View on GitHub

NLP-progress

Repository to track the progress in Natural Language Processing (NLP), including the datasets and the current state-of-the-art for the most common NLP tasks.

Paraphrase Generation

Paraphrase generation is the task to generate an output sentence which is sementically identical to the input sentence but contains variations in lexicon or syntext. See the example given below:

Input (Erroneous) Output (Corrected)
The need for investors to earn a commercial return may put upward pressure on prices The need for profit is likely to push up prices

PRANMT-50M

PARANMT-50M dataset is a dataset for training paraphrastic sentence embeddings.
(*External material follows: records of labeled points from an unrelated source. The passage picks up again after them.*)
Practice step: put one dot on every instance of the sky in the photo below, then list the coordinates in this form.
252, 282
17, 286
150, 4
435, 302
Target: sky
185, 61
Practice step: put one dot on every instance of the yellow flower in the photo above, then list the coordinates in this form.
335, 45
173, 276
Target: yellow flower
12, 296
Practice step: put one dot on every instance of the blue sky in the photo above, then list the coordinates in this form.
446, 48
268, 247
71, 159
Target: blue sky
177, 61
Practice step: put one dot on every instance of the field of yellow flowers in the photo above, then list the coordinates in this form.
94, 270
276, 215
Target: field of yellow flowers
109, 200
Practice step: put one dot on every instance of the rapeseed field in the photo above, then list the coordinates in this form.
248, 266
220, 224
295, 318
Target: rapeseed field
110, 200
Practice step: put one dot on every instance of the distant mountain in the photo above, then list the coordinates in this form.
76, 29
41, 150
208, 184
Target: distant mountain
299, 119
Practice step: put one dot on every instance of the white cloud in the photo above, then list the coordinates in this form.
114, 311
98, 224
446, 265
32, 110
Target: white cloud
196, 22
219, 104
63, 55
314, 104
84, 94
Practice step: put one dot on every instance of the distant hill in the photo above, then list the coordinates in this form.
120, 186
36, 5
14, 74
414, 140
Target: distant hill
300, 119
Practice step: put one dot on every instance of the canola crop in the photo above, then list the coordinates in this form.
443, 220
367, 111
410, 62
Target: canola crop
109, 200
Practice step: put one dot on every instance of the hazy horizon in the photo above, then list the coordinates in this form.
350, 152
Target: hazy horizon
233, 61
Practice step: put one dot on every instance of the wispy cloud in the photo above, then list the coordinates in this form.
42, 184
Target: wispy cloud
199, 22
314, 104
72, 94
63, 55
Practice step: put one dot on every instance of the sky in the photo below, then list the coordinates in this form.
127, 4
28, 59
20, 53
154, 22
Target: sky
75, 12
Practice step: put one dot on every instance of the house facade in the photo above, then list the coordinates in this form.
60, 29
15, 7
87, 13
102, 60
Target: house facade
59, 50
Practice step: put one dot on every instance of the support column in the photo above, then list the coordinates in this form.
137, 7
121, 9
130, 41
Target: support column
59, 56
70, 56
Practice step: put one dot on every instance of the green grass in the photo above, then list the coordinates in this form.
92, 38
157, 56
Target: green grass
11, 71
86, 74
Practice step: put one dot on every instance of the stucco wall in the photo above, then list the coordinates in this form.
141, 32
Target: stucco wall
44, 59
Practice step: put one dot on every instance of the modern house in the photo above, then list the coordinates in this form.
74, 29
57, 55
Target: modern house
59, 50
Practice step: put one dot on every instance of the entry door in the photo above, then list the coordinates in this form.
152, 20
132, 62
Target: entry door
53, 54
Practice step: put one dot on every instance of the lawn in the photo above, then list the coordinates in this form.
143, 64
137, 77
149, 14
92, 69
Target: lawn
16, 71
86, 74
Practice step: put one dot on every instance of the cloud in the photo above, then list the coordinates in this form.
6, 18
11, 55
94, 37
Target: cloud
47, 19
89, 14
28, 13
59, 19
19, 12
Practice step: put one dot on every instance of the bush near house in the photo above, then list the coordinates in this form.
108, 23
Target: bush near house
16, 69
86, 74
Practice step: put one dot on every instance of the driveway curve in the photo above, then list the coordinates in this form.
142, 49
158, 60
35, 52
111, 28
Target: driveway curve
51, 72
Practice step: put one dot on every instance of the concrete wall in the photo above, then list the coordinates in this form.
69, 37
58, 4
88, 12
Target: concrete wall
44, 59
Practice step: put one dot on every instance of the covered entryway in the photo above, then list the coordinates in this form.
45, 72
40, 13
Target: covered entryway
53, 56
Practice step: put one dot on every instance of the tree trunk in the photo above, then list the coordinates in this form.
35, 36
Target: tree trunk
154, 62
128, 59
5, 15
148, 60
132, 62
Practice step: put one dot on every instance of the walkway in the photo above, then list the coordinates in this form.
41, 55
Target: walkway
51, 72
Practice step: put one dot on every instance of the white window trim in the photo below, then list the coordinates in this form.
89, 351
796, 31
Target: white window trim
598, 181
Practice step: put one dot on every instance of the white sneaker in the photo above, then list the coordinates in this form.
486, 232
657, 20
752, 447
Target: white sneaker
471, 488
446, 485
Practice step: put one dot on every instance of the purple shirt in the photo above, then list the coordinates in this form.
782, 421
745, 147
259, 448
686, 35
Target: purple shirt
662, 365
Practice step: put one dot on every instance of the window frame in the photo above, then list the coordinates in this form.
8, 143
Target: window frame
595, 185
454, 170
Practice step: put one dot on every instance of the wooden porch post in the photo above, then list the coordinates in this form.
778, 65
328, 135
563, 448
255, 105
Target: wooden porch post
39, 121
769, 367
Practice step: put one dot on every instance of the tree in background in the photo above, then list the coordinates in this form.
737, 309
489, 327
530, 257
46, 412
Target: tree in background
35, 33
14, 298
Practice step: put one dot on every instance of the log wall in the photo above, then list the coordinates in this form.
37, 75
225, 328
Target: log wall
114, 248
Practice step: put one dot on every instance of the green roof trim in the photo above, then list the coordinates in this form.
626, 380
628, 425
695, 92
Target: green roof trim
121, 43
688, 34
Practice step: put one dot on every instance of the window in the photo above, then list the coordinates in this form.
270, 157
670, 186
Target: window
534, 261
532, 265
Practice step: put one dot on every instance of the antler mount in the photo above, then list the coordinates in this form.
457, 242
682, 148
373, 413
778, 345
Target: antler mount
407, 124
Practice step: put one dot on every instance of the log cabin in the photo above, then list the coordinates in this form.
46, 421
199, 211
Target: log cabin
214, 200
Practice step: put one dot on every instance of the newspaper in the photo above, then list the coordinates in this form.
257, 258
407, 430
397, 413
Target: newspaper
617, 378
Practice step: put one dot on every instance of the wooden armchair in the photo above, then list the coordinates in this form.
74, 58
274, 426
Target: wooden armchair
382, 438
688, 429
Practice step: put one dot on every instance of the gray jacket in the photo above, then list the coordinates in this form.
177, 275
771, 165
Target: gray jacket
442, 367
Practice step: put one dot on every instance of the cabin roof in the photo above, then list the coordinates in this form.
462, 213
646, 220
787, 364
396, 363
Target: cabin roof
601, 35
It consists of more than 50 million English-English sentential paraphrase pairs.

Model BLEU Paper / Source Code
Trigram (baseline) 47.4 Wieting and Gimpel, 2018 Unvailable
Unsupervised BART w/ Dynamic Blocking 20.9 Niu et al., 2020 Unavailable

QQP-Pos

The QQP-POS dataset is a datast for paraphrase generation with 400K source-target pairs. Each pair is labelled as negative if two questions are not duplicates and positive otherwise.

Model BLEU Paper / Source Code
Unsupervised BART w/ Dynamic Blocking 26.76 Niu et al., 2020 Unavailable
ParafraGPT-UC 35.9 Bui et al., 2020 Code